Signal Line Crossovers
The
basic MACD trading rule is to buy when the MACD rises
above its signal line. Similarly, a sell signal occurs
when the MACD crosses below its signal line. The
crossing of the MACD line above the signal line can
denote the beginning of a trend. An uptrend typically
pauses or stops when the MACD line crosses and falls
below the signal line.
The location
relative to the zero line is also important in indicating
how strong a trend might be. A crossover above
the zero line is considered more bullish than one
below the zero line. The higher above the zero line
it crosses, the stronger the uptrend. If the crossover
occurs below the zero line, the uptrend is likely
not very strong.
When the bullish
crossover occurs above the zero line, the uptrend
gains more momentum, and the price rises with more
intensity.
Bullish MACD
crossovers are probably the most common signals and
as such can be less reliable. If not used in conjunction
with other technical analysis tools, these crossovers
can lead to whipsaws and many false signals.
One way to
try and counteract false signals is to apply a price
filter to the crossover to see if a trend will hold.

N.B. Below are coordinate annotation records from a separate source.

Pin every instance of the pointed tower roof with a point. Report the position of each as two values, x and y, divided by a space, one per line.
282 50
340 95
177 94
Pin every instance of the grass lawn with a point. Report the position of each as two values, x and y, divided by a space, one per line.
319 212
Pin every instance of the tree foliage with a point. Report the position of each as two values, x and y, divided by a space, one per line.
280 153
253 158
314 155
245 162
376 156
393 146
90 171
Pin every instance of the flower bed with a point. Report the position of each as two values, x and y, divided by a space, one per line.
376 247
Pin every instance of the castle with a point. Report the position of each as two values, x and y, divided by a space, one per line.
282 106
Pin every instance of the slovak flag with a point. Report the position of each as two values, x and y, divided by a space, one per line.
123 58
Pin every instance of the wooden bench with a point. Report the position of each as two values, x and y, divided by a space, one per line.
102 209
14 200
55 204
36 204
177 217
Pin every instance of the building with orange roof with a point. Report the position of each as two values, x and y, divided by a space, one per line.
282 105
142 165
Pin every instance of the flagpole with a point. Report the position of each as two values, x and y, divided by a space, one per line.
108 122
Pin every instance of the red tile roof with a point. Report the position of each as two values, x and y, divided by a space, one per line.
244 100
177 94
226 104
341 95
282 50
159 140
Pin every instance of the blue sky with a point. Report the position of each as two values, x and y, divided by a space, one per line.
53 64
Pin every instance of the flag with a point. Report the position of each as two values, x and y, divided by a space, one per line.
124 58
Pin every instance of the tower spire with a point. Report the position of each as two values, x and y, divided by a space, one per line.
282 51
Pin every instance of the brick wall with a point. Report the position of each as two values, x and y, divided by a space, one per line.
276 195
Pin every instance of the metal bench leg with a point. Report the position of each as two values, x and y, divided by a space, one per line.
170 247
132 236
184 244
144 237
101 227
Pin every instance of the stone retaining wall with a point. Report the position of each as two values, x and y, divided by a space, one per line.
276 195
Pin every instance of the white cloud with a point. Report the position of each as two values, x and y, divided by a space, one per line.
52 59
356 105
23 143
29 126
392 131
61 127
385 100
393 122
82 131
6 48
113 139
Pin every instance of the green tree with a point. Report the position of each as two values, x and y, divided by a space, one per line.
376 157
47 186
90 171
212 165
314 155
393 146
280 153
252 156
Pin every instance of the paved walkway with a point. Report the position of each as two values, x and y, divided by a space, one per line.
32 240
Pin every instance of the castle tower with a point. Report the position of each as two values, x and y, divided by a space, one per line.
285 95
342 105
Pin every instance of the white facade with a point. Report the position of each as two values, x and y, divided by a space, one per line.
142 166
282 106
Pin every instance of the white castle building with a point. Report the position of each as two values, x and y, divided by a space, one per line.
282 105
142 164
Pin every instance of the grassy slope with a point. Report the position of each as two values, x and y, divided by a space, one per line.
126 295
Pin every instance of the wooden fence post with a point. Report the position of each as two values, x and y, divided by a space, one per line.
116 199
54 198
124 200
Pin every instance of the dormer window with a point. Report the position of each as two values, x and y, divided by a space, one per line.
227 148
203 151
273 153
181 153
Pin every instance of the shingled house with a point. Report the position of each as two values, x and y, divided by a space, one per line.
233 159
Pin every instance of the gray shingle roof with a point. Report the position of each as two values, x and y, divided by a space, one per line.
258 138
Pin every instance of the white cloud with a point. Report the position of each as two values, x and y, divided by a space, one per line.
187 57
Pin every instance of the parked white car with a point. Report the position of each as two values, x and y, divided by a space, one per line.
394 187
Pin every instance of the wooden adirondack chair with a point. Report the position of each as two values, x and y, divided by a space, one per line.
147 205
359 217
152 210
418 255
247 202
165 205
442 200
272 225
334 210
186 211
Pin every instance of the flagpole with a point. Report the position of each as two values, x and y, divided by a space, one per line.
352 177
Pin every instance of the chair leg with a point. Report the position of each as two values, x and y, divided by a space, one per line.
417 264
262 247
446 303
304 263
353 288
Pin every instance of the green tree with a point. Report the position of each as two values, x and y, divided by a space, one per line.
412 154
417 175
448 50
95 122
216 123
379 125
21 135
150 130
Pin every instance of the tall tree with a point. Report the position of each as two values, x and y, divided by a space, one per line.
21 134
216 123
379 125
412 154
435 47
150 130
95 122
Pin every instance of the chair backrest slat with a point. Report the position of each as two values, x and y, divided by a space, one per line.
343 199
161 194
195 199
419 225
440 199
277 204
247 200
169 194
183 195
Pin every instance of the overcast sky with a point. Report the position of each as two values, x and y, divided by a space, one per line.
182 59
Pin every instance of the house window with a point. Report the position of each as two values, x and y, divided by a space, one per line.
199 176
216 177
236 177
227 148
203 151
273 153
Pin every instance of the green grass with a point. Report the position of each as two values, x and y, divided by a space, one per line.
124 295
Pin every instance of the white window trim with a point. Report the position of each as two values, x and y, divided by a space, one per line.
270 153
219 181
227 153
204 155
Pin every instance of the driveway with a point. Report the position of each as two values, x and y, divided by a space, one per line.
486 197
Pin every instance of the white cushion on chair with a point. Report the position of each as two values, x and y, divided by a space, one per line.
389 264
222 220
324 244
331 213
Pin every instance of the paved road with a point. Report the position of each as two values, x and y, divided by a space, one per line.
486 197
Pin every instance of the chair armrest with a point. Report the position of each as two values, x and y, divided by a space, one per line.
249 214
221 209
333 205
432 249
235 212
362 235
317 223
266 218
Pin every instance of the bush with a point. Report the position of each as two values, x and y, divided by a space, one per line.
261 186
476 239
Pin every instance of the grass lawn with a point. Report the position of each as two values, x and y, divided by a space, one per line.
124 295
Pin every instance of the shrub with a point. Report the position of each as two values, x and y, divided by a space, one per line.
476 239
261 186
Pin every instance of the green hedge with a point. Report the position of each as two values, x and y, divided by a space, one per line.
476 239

An example of a price filter would be to buy if the
MACD breaks above the signal line and remains above
for three days. The buy signal would then commence
at the end of the third day.
Zero Line Crossovers
The
zero line can also be used to produce a signal. It
is popular to buy/sell when the MACD crosses above/below
the zero line.
A bullish
zero line crossover occurs when MACD moves above the
zero line and into positive territory. This is a clear
indication that momentum has changed from negative
to positive, or from bearish to bullish. After a positive
divergence and bullish MACD crossover, the zero line
crossover can act as a confirmation signal.
Divergence
MACD can provide forewarning of important market
turns through divergence. When the MACD trend
diverges from the price trend, it can provide a
signal that a trending market may slow or reverse.

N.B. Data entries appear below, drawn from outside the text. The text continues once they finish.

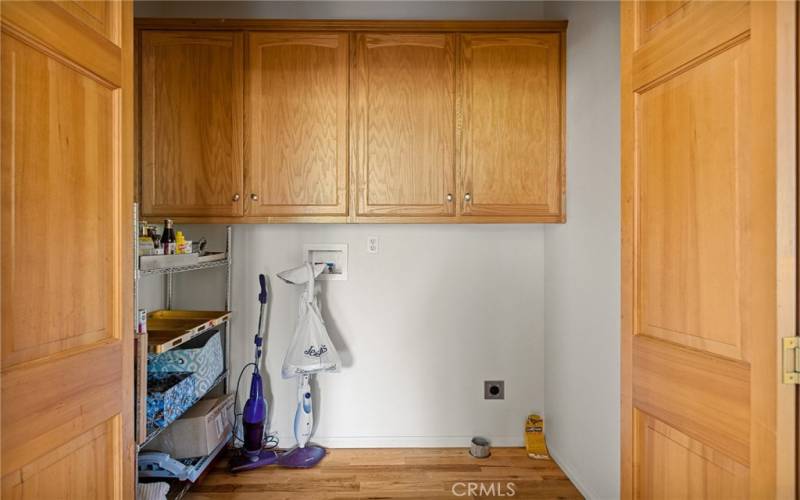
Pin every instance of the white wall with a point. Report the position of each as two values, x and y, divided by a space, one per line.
582 260
443 308
422 324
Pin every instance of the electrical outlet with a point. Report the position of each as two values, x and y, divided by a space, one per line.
494 389
372 244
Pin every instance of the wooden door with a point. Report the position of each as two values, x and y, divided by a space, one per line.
708 254
512 101
191 122
296 143
66 237
403 122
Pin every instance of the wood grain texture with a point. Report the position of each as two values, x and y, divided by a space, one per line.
296 145
103 17
709 254
403 124
627 249
191 119
408 473
666 384
67 360
673 465
382 25
511 102
695 231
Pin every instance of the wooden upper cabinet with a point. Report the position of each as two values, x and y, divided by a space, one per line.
296 139
191 123
511 161
403 124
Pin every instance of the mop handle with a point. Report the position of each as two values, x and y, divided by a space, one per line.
262 319
262 297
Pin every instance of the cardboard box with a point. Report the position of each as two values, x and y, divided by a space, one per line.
199 431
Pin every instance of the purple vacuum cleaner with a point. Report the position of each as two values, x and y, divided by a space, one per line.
254 416
322 357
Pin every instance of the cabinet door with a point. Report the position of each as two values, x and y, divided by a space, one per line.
403 124
191 122
511 157
297 124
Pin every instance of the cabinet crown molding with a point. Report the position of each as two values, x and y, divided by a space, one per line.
147 23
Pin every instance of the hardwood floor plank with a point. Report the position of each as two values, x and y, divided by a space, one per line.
396 473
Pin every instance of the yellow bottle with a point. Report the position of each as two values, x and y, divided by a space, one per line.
180 242
534 437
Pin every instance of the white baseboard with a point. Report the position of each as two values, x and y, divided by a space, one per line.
571 473
409 441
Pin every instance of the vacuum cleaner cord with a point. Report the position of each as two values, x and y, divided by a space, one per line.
271 440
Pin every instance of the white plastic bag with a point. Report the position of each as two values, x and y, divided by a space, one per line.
311 350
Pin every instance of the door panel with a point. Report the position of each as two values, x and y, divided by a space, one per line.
66 194
297 124
511 101
74 297
694 189
403 123
85 467
103 17
192 123
673 466
704 414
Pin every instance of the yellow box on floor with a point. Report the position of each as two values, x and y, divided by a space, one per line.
534 437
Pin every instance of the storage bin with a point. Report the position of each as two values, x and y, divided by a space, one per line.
201 356
169 394
199 431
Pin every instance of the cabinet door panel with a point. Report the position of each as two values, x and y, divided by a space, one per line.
403 123
192 89
511 161
297 124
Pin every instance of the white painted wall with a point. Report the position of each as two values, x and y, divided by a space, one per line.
582 260
419 325
443 308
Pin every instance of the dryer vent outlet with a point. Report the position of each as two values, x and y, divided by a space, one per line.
494 389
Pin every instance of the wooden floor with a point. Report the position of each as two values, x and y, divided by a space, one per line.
406 473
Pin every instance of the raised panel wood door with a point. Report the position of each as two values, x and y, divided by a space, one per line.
708 249
191 122
296 143
511 159
67 192
403 123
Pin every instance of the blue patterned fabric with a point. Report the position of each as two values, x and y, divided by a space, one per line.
169 394
204 361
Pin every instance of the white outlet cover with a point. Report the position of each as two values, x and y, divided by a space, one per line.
373 244
328 253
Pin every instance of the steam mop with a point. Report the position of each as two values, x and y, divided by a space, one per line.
311 352
254 416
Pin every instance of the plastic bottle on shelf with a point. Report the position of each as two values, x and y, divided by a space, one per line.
168 238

A negative, or bearish, divergence occurs when the
MACD is making new lows while prices fail to reach
new lows. A positive, or bullish, divergence occurs
when the MACD is making new highs while prices fail
to reach new highs. Both of these divergences are
most significant when they occur at relatively high/low
levels.A positive divergence is shown when MACD
begins to advance and the market is still in a downtrend
and makes a new low. MACD can either form as a series
of higher lows or a second low that is higher than
the previous low. Positive divergences are not very
common, but are usually reliable and can lead to
good moves.

Combinations
Probably
the best way to use the basic MACD is to use a combination
of signals to confirm one another. In addition, a
fast MACD line can be added to enhance the signals
generated and to often provide early warning of changes
in trends. An example of a three line MACD is shown
below, with the signal line, the fast MACD line and
the slow MACD line. The MACD Histogram is also commonly
used to clarify the relationship between the two MACD
lines.

Weaknesses of MACD
MACD
is a trend following indicator, and as such, sacrifices
early signals in exchange for keeping you in line
with the trend. When a significant trend develops,
MACD is often able to capture the majority of the
move. When the trend is short lived, however, MACD
often proves unreliable.
This is because
moving averages themselves are lagging indicators.
Even though MACD represents the difference between
two moving averages, there is still some lag in the
indicator itself. This is more likely to be the case
with weekly charts than daily charts. One solution
to this problem is the use of the MACD-Histogram.